Although Ohio's libraries date back to 1796, substantial development took place in the later 19th century with the establishment of branch libraries, the dictionary card catalog, and programming for children.
In 1896, the State Library of Ohio began library development efforts across the state, resulting in more than 280 library districts by the 1930s.
Our library system records many visits from State Library staff in the 1930s as we moved to a countywide system with branches.
Ohio remains the exception in the funding of public libraries.
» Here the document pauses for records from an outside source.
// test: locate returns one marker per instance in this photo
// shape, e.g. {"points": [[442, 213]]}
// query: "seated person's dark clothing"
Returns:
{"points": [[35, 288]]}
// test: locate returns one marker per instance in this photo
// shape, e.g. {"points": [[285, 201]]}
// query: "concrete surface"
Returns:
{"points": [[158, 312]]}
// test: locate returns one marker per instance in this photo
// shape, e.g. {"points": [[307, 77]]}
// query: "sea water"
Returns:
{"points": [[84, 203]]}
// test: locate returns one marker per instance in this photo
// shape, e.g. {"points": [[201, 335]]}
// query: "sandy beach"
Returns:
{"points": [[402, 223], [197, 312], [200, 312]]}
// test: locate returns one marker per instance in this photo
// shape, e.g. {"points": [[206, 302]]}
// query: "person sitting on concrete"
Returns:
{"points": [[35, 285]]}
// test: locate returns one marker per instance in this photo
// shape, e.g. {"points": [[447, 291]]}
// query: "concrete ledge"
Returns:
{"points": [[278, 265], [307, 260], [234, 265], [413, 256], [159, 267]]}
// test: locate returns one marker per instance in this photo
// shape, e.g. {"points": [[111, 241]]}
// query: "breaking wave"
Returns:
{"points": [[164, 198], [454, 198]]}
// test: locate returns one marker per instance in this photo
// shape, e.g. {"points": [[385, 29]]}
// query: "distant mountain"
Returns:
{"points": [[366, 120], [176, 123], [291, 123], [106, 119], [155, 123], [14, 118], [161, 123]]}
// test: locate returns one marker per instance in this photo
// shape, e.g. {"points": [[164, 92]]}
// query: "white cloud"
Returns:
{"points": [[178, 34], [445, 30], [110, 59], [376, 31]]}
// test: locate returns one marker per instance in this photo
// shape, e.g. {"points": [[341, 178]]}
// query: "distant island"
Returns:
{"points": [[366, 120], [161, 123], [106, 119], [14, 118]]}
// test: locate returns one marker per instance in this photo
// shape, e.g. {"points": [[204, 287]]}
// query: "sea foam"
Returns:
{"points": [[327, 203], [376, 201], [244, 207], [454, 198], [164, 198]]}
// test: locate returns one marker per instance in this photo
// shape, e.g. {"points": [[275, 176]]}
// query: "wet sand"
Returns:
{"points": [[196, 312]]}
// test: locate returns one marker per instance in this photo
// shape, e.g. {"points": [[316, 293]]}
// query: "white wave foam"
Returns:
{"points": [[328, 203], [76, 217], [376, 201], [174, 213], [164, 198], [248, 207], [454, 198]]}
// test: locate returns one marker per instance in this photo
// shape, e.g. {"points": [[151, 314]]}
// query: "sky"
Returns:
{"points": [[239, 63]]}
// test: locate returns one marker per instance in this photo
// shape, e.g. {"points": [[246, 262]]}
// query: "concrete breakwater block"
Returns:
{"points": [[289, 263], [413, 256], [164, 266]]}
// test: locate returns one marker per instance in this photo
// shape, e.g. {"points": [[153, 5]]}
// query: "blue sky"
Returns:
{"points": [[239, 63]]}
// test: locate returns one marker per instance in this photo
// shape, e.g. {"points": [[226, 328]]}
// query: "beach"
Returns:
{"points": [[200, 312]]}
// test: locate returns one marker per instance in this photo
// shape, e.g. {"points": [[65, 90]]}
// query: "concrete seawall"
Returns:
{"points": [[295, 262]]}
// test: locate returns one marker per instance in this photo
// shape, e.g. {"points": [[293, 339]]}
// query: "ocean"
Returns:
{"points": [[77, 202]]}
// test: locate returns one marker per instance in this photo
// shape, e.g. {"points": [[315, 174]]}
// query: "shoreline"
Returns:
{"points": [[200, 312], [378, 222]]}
In 1933, the Legislature established a new tax for libraries statewide.
Interpretations, modifications, and changes are part of that funding, bringing us to a Library Fund in 1986 tied to the State Income Tax.
The proposal by Governor Strickland for the next state budget is to tie the library fund to all state revenues to make it more stable, and rename it the Local Library Fund.
Again, library funding in Ohio will evolve to a new format.
Maybe that is why they were looking for someone who knew the past.
If you don't know where you have been, you won't know where you are going down the road.
And despite the budget reductions and freezes of recent years, Ohio's libraries remain the "Best in the Nation," as the 2003 book title states.
And they are the best because of the efficiency, communications, and sharing that has been the backbone of Ohio's libraries.
There is more to come as libraries do more cooperative efforts, as we link together the huge electronic systems that exist in Ohio; as we offer statewide databases to the public.
Still, public libraries remain as they have always been.
Archibald MacLeish in 1939 said "libraries are the only institution in American Life capable of opening to the citizens of the Republic knowledge of wealth and richness of culture."